Faits divers

Le menuisier encaisse l’argent de la veuve et tente de voyager

Khadim Diop est un menuisier exerçant à Pikine. Il a encaissé la somme de 1 million 500 FCFA de la veuve Maguette Tall pour les besoins d’une chambre à coucher.

Après plus d’un an d’attente, la veuve, lasse des promesses et étant au courant de l’intention de Khadim Diop de quitter le territoire national décide de porter plainte. Le procureur a requis l’application de la loi.

Agé seulement de vingt-cinq années, Khadim Diop réfléchira désormais par plusieurs fois avant de prendre l’argent d’une cliente. Devant la barre, le prévenu a tenté en vain de s’expliquer, mais sans convaincre la religion du tribunal.

Selon Maguette Tall, c’est en septembre 2017 qu’elle avait confié la confection d’une chambre à coucher complète au jeune menuisier. Ainsi, une avance de 700 mille lui sera remise. Entre temps une de ses amies, lui confie qu’elle voudrait aussi une chambre à coucher et elle le met en contact avec Khadim Diop qui lui facture la somme de 800
mille FCFA.

Depuis lors, le prévenu n’a pas livré les deux commandes. Pis, il ne pense même pas rembourser les parties civiles. « J’ai peur que mon amie qui m’avait donné son argent pour la confection d’une chambre à coucher porte plainte contre moi. En plus, son ancien patron m’a dit que cela fait plusieurs mois qu’il ne travaille plus avec lui et qu’il avait entendu qu’il s’apprêtait à voyager.

Après l’avoir localisé, j’ai décidé de porter plainte.

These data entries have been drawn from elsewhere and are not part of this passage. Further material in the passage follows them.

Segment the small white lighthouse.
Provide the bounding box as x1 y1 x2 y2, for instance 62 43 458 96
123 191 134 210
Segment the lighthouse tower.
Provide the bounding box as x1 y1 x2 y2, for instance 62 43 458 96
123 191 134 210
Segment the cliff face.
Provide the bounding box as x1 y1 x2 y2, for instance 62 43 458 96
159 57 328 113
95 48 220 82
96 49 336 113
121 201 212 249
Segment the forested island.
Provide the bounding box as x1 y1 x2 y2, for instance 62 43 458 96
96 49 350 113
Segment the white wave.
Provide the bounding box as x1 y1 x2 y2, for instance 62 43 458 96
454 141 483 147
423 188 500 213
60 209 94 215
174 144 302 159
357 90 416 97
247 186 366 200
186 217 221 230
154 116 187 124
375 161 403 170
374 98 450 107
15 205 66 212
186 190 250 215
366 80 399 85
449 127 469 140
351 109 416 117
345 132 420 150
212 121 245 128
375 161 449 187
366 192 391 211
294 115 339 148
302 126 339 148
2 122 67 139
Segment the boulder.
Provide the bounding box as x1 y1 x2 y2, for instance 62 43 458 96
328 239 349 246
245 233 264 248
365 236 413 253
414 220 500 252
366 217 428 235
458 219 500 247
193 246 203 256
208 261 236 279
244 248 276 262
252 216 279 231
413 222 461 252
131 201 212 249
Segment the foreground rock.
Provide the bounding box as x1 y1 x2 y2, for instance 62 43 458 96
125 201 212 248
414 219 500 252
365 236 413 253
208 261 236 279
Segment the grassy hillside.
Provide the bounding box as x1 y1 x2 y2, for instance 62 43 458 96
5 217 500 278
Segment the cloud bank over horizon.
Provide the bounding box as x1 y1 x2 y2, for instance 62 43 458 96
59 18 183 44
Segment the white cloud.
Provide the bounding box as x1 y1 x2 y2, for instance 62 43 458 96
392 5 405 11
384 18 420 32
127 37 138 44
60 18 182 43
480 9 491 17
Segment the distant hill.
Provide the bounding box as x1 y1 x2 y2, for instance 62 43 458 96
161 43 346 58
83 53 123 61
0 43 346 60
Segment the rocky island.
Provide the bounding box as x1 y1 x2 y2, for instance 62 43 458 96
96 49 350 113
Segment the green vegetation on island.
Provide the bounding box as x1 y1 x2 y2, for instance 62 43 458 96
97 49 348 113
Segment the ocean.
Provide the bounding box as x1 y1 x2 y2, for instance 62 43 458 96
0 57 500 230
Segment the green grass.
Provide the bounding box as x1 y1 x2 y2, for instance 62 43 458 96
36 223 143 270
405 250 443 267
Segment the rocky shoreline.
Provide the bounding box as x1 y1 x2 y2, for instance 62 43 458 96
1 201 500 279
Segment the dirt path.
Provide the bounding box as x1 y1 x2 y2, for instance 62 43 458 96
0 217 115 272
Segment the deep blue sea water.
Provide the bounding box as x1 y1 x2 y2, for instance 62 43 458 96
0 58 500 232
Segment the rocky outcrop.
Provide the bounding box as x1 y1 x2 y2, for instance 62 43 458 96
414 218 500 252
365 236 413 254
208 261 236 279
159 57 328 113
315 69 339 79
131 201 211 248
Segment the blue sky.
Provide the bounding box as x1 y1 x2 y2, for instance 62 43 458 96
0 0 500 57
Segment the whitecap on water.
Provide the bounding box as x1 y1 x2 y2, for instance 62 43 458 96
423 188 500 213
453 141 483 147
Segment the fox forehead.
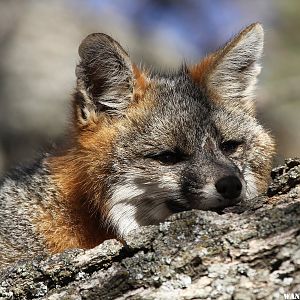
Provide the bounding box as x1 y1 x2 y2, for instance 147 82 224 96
122 72 214 151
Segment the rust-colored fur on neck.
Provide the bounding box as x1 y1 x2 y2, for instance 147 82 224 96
38 120 115 252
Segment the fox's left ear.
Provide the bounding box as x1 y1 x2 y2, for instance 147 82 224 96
190 23 264 113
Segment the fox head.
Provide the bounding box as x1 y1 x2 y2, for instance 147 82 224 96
51 24 274 237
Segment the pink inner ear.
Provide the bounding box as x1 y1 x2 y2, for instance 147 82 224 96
189 53 217 87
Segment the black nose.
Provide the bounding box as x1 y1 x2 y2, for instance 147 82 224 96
215 176 242 199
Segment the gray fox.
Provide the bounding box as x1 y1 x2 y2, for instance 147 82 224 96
0 23 274 265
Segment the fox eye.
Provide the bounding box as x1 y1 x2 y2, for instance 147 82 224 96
146 151 183 165
220 140 243 155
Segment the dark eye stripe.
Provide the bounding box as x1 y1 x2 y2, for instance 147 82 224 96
220 140 244 154
145 151 184 165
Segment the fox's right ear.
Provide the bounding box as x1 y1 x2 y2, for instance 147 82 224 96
74 33 133 125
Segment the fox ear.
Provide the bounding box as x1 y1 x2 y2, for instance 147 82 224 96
75 33 133 124
191 23 264 112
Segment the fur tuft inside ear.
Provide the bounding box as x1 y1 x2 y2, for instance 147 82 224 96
75 33 133 120
191 23 264 110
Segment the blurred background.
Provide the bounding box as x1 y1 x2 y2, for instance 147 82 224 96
0 0 300 174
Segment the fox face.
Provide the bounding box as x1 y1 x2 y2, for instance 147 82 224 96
50 24 274 237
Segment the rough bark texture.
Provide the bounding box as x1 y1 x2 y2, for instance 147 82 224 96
0 159 300 300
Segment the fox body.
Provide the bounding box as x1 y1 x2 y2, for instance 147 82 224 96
0 24 274 263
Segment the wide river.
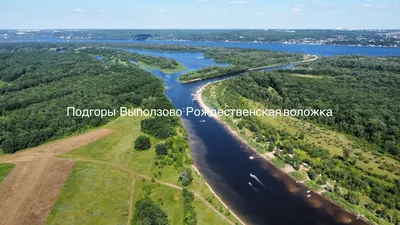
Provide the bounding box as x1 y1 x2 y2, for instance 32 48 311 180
25 39 400 225
125 46 388 225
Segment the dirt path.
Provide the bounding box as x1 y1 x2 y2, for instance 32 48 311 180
126 176 136 225
0 129 234 225
0 129 114 225
70 155 235 225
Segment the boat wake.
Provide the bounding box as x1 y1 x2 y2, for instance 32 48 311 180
249 182 260 192
250 173 267 188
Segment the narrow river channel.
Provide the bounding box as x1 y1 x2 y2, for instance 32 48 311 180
130 50 366 225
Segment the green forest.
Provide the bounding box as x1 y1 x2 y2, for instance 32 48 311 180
0 44 176 153
205 56 400 224
179 48 303 83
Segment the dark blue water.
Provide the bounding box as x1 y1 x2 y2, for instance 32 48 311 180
7 39 380 225
9 38 400 56
132 51 363 225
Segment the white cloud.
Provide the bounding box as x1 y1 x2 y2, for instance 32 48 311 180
228 1 250 4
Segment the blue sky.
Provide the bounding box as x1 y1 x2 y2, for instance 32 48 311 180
0 0 400 29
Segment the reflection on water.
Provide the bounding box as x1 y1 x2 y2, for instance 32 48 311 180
134 50 365 225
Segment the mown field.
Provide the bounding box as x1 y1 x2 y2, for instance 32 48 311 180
0 163 14 182
47 112 235 224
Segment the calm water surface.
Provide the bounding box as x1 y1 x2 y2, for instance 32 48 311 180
10 39 384 225
130 50 364 225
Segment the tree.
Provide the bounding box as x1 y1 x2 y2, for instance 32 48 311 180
343 148 351 161
132 196 168 225
156 143 168 155
135 136 151 151
179 168 193 186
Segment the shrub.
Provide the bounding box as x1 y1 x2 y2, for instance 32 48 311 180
135 136 151 151
156 144 168 155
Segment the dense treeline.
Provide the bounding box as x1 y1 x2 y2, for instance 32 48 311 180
80 45 181 70
0 29 398 46
206 56 400 222
179 66 246 83
206 79 400 222
182 188 197 225
0 44 174 153
132 196 169 225
179 48 303 83
204 48 303 68
276 56 400 157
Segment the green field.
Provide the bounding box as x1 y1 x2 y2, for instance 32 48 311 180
138 61 187 74
47 162 132 225
0 163 14 182
47 113 237 225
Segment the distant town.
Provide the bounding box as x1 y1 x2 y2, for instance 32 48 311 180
0 29 400 47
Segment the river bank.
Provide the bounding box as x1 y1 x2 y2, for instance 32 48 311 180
195 82 369 224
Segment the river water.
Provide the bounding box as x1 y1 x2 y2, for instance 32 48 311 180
129 50 374 225
14 39 400 225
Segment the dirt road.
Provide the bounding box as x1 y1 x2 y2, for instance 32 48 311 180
0 129 114 225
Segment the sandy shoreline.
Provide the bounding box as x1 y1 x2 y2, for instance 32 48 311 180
195 81 369 224
196 81 276 165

C’est ce jour même qu’il devait partir en voyage au Maroc. Je me suis rendu compte qu’il a vendu tout le matériel » s’est plainte la partie civile.

Pour sa défense, Khadim Diop soutient qu’il a démonté le lit et l’a mis en vente. « J’ai changé le bois mais cela n’a pu se terminer. En ce qui concerne l’autre chambre à coucher, je l’avais commencée mais je l’ai donné à un autre client (…) je voulais partir au Maroc » s’est-il défendu.

Le maître des poursuites a requis l’application de la loi. La défense assurée par Me Mbaye Sène croit que son client ne conteste pas les faits. « Il y a eu une concertation au sein de la famille pour régler ce problème. L’élargissement de prison de mon client est l’avantage de la partie civile pour qu’elle rentre dans ses fonds (…) mon client a fauté, il n’a pas le droit de recevoir de l’argent pour un travail et de ne pas le faire. Il doit reconnaître son erreur et présenter ses excuses » a-t-il plaidé.

Poursuivant, la robe noire de signaler que la loi ne prévoit pas un contrat d’entreprise. Il a aussi évoqué un arrêt de la Cour d’Appel qui a relaxé un client car le contrat d’entreprise n’existe pas dans la loi.

Par contre, a-t-il remarqué l’article 457 a été évoqué par la cour pour rembourser la partie civile. « Mon client s’il sort va se serrer la ceinture avec l’aide de ses parents pour payer jusqu’au dernier centime » a conclu Me Sène.

Le tribunal, présidé par Firmen René Coly a reconnu le prévenu coupable et a décidé de le condamner à six mois fermes.

Le prévenu devrait payer la somme de 1 million 500 mille FCFA en guise de dommages et intérêts.